Opinion
2019–00526 Index No. 2217/16
07-15-2020
Buttafuoco & Associates, PLLC, Woodbury, N.Y. (Ellen Buchholz of counsel), for appellant. Frenkel Lambert Weiss Weisman & Gordon, LLP, Bay Shore, N.Y. (Lawrence Lambert and Todd Weisman of counsel), for respondents.
Buttafuoco & Associates, PLLC, Woodbury, N.Y. (Ellen Buchholz of counsel), for appellant.
Frenkel Lambert Weiss Weisman & Gordon, LLP, Bay Shore, N.Y. (Lawrence Lambert and Todd Weisman of counsel), for respondents.
RUTH C. BALKIN, J.P., JOHN M. LEVENTHAL, JOSEPH J. MALTESE, ANGELA G. IANNACCI, JJ.
DECISION & ORDER
In an action to recover damages for personal injuries, the plaintiff appeals from an order of the Supreme Court, Nassau County (R. Bruce Cozzens, Jr., J.), entered November 27, 2018. The order granted the defendants' motion for summary judgment dismissing the complaint.
ORDERED that the order is affirmed, with costs.
On the evening of January 2, 2014, the plaintiff allegedly slipped and fell inside a restaurant in Nassau County. The restaurant was operated by the defendant Jackson Roadhouse, LLC, which leased the premises from the defendant Frisco, LLC. The plaintiff subsequently commenced this personal injury action against the defendants. The defendants moved for summary judgment dismissing the complaint. The Supreme Court granted the defendants' motion, and the plaintiff appeals.

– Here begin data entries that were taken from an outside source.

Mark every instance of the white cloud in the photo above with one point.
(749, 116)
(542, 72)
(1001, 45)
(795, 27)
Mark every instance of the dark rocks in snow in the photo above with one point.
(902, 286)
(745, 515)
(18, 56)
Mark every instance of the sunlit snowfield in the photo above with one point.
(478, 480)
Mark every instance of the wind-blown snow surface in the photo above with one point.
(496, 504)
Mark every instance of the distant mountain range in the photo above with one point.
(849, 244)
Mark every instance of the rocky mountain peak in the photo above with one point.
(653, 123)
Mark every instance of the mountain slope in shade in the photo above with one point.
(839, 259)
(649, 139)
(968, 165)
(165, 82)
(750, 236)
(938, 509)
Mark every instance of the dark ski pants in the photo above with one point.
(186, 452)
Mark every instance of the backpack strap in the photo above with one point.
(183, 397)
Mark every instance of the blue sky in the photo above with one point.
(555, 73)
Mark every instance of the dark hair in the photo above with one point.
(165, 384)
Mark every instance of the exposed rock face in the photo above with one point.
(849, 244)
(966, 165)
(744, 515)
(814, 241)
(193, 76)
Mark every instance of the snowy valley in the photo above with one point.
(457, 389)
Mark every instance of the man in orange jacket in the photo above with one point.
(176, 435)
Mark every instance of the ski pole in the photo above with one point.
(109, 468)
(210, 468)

A defendant moving for summary judgment dismissing a complaint in a slip-and-fall action can meet its initial burden as the movant by demonstrating that the plaintiff did not know what caused him or her to fall (see Defino v. Interlaken Owners, Inc., 125 A.D.3d 717, 4 N.Y.S.3d 89 ; Kudrina v 82–04 Lefferts Tenants Corp., 110 A.D.3d 963, 973 N.Y.S.2d 364 ). In a slip-and-fall case, a plaintiff's inability to identify the cause of the fall is fatal to the cause of action because a finding that the defendant's negligence, if any, proximately caused the plaintiff's injuries would be based on speculation (see Rodriguez v. New York Hous. Auth., 169 A.D.3d 947, 948–949, 94 N.Y.S.3d 318 ; DiLorenzo v. S.I.J. Realty Co., LLC, 115 A.D.3d 701, 702, 981 N.Y.S.2d 590 ; Louman v. Town of Greenburgh, 60 A.D.3d 915, 916, 876 N.Y.S.2d 112 ).

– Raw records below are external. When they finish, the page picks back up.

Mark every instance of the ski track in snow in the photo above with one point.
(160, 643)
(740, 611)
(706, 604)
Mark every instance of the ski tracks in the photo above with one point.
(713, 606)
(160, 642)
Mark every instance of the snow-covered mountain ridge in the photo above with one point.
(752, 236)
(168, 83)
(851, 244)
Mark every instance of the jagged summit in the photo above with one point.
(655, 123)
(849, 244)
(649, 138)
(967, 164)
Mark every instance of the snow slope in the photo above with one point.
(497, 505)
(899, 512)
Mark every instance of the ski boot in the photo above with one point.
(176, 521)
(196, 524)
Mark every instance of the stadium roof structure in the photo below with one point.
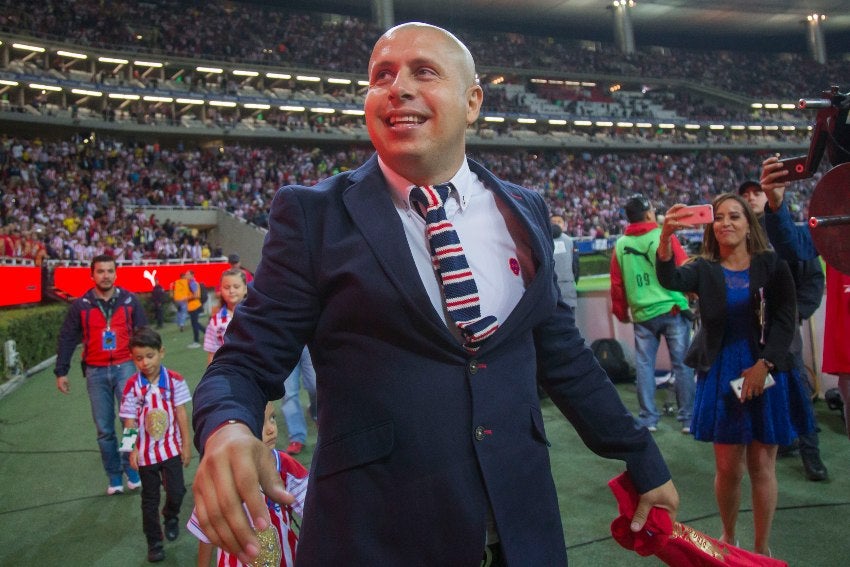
(701, 23)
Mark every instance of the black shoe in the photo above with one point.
(788, 450)
(815, 469)
(171, 529)
(155, 552)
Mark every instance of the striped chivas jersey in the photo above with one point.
(152, 406)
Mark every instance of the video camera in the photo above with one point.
(829, 208)
(831, 133)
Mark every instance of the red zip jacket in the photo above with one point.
(85, 322)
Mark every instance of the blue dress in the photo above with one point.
(719, 416)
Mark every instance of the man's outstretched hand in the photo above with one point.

In support of their motion, the defendants submitted, inter alia, a transcript of the plaintiff's deposition testimony, which demonstrated that the plaintiff could not identify the cause of her fall without engaging in speculation (see Goldberg v. Village of Mount Kisco, 125 A.D.3d 929, 930, 5 N.Y.S.3d 149 ; McFadden v. 726 Liberty Corp., 89 A.D.3d 1067, 1068, 933 N.Y.S.2d 617 ; Blochl v. RT Long Is. Franchise, LLC, 70 A.D.3d 993, 895 N.Y.S.2d 511 ). In opposition, the plaintiff failed to raise a triable issue of fact.
Accordingly, we agree with the Supreme Court's determination to grant the defendants' motion for summary judgment dismissing the complaint.
BALKIN, J.P., LEVENTHAL, MALTESE and IANNACCI, JJ., concur.